# Lab6 11/1/23

# Example for single-thread, multi-thread and multi-process comparison

* https://medium.com/towards-artificial-intelligence/the-why-when-and-how-of-using-python-multi-threading-and-multi-processing-afd1b8a8ecca
* https://medium.com/analytics-vidhya/multithreading-and-multiprocessing-in-python-1f773d1d160d

## 1. Single-threaded, single-process

In [1]:
import urllib.request
from concurrent.futures import ThreadPoolExecutor

urls = [
  'http://www.python.org',
  'https://docs.python.org/3/',
  'https://docs.python.org/3/whatsnew/3.7.html',
  'https://docs.python.org/3/tutorial/index.html',
  'https://docs.python.org/3/library/index.html',
  'https://docs.python.org/3/reference/index.html',
  'https://docs.python.org/3/using/index.html',
  'https://docs.python.org/3/howto/index.html',
  'https://docs.python.org/3/installing/index.html',
  'https://docs.python.org/3/distributing/index.html',
  'https://docs.python.org/3/extending/index.html',
  'https://docs.python.org/3/c-api/index.html',
  'https://docs.python.org/3/faq/index.html'
  ]

10


In [2]:
%%timeit

results = []
for url in urls:
    with urllib.request.urlopen(url) as src:
        results.append(src)

1.33 s ± 156 ms per loop (mean ± std. dev. of 7 runs, 1 loop each)


## 2. Multi-threading

 * Can be used for IO-bound tasks (such as reading urls)
 * The majority of the time is waiting from the network, database, file, etc
 * Waiting for the I/O process can be used to access multiple urls concurrently 
 * https://docs.python.org/3/library/concurrent.futures.html#concurrent.futures.ThreadPoolExecutor
 * A higher level interface to push tasks to a background thread without blocking execution of the calling thread, while still being able to retrieve their results when needed.

In [3]:
import urllib.request
from concurrent.futures import ThreadPoolExecutor

urls = [
  'http://www.python.org',
  'https://docs.python.org/3/',
  'https://docs.python.org/3/whatsnew/3.7.html',
  'https://docs.python.org/3/tutorial/index.html',
  'https://docs.python.org/3/library/index.html',
  'https://docs.python.org/3/reference/index.html',
  'https://docs.python.org/3/using/index.html',
  'https://docs.python.org/3/howto/index.html',
  'https://docs.python.org/3/installing/index.html',
  'https://docs.python.org/3/distributing/index.html',
  'https://docs.python.org/3/extending/index.html',
  'https://docs.python.org/3/c-api/index.html',
  'https://docs.python.org/3/faq/index.html'
  ]

In [4]:
%%timeit

with ThreadPoolExecutor(4) as executor:
    results = executor.map(urllib.request.urlopen, urls)

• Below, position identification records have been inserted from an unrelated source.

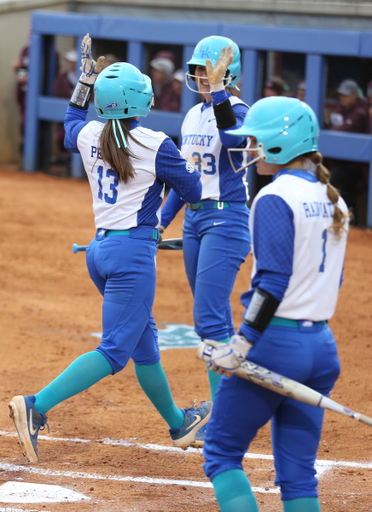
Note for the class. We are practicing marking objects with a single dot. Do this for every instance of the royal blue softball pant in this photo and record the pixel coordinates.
(123, 269)
(305, 354)
(215, 244)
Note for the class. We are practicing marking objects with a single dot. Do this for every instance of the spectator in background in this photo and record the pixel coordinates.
(110, 58)
(275, 86)
(351, 116)
(178, 80)
(369, 98)
(301, 91)
(166, 98)
(21, 69)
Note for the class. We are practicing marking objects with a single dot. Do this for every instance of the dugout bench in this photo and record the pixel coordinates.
(137, 32)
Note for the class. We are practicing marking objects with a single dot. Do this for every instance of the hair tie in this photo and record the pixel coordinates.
(121, 133)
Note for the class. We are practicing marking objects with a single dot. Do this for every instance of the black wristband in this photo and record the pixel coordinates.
(81, 95)
(260, 310)
(225, 116)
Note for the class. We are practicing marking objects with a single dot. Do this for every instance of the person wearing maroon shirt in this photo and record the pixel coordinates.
(351, 116)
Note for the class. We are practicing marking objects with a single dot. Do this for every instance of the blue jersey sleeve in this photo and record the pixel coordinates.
(240, 111)
(174, 170)
(75, 120)
(171, 207)
(273, 241)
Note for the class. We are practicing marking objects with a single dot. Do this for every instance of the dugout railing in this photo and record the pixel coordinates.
(316, 44)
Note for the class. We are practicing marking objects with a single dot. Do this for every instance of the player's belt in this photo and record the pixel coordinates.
(208, 204)
(141, 231)
(285, 322)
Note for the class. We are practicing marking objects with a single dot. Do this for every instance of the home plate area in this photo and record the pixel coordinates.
(122, 488)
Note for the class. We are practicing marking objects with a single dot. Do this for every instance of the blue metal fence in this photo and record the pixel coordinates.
(315, 43)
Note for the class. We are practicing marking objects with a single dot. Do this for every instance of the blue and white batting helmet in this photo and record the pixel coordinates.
(121, 91)
(210, 48)
(284, 128)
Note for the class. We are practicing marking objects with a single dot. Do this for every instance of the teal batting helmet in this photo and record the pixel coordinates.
(122, 91)
(284, 128)
(211, 48)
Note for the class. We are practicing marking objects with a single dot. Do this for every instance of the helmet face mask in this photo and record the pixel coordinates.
(284, 128)
(246, 152)
(210, 48)
(122, 91)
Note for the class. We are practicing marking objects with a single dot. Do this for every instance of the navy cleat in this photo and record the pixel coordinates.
(194, 420)
(28, 422)
(200, 437)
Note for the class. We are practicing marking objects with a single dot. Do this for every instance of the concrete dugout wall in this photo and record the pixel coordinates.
(315, 43)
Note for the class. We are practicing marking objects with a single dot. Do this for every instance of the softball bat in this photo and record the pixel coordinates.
(284, 386)
(76, 248)
(170, 244)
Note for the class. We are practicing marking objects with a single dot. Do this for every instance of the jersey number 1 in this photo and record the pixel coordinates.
(324, 236)
(109, 174)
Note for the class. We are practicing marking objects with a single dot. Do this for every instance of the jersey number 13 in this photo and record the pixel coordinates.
(112, 181)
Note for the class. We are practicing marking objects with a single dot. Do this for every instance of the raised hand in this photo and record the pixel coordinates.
(90, 69)
(217, 73)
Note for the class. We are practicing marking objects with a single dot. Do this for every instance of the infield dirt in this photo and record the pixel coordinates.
(49, 308)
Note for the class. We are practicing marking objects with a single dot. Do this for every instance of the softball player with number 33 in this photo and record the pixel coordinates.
(299, 228)
(127, 167)
(216, 237)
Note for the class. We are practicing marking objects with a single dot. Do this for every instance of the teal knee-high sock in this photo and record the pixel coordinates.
(214, 378)
(154, 383)
(302, 505)
(233, 492)
(82, 373)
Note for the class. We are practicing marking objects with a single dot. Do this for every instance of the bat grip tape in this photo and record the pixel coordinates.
(260, 310)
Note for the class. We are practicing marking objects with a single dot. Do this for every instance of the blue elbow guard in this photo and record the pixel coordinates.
(260, 310)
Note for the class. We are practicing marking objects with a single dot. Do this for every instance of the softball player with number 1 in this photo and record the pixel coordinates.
(216, 237)
(299, 228)
(127, 167)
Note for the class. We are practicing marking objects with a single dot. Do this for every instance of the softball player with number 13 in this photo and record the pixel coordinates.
(299, 228)
(127, 167)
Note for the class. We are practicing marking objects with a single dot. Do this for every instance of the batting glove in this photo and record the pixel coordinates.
(90, 69)
(216, 74)
(224, 358)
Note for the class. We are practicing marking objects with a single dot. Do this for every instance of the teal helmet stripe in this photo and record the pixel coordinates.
(284, 127)
(122, 91)
(210, 48)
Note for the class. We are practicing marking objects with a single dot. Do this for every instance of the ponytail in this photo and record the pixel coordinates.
(322, 174)
(118, 158)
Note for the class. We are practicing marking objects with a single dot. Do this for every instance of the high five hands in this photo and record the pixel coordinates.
(90, 69)
(216, 74)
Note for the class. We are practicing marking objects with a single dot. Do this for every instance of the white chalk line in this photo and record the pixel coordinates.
(7, 509)
(113, 478)
(321, 465)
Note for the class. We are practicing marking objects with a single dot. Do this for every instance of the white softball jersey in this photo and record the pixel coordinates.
(318, 256)
(202, 147)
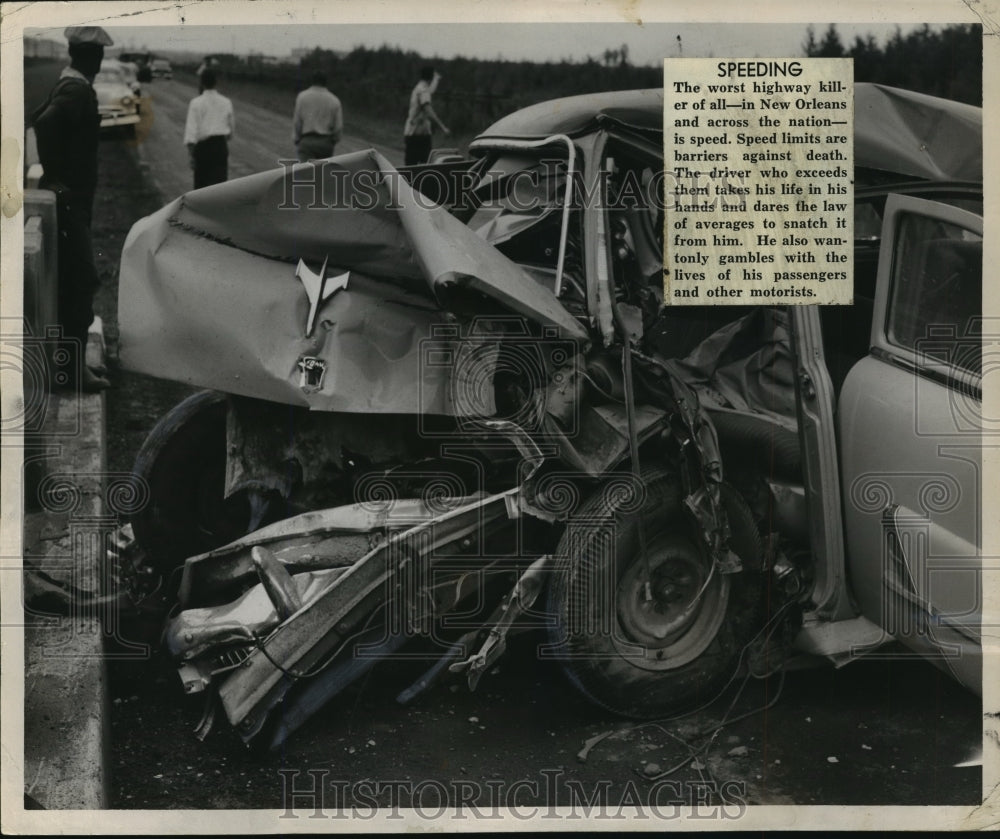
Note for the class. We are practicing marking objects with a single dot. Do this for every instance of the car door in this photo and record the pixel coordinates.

377 ms ± 19.1 ms per loop (mean ± std. dev. of 7 runs, 1 loop each)


In [5]:
%%timeit

with ThreadPoolExecutor(16) as executor:
    results = executor.map(urllib.request.urlopen, urls)

208 ms ± 68.6 ms per loop (mean ± std. dev. of 7 runs, 10 loops each)


## 3. Multi-processing

 * Speed up CPU bound tasks by using the multiprocessing module
 * Useful for scripts that spend most of the computations on the CPU (mathematical computations, image processing, ect)
 * If computations are independent of one another, split them up among the available CPU cores 
 * Independent workers (number of workers) depend on number of cores, RAM, other processes currently running, etc

In [10]:
from multiprocessing import Pool, cpu_count

from if_prime import if_prime

In [11]:
%%time

sum_primes = 0

for i in range(1000000):
    sum_primes += if_prime(i)

CPU times: user 954 ms, sys: 1.84 ms, total: 956 ms
Wall time: 959 ms


In [12]:
%%time


with Pool(2) as p:
    answer = sum(p.map(if_prime, list(range(1000000))))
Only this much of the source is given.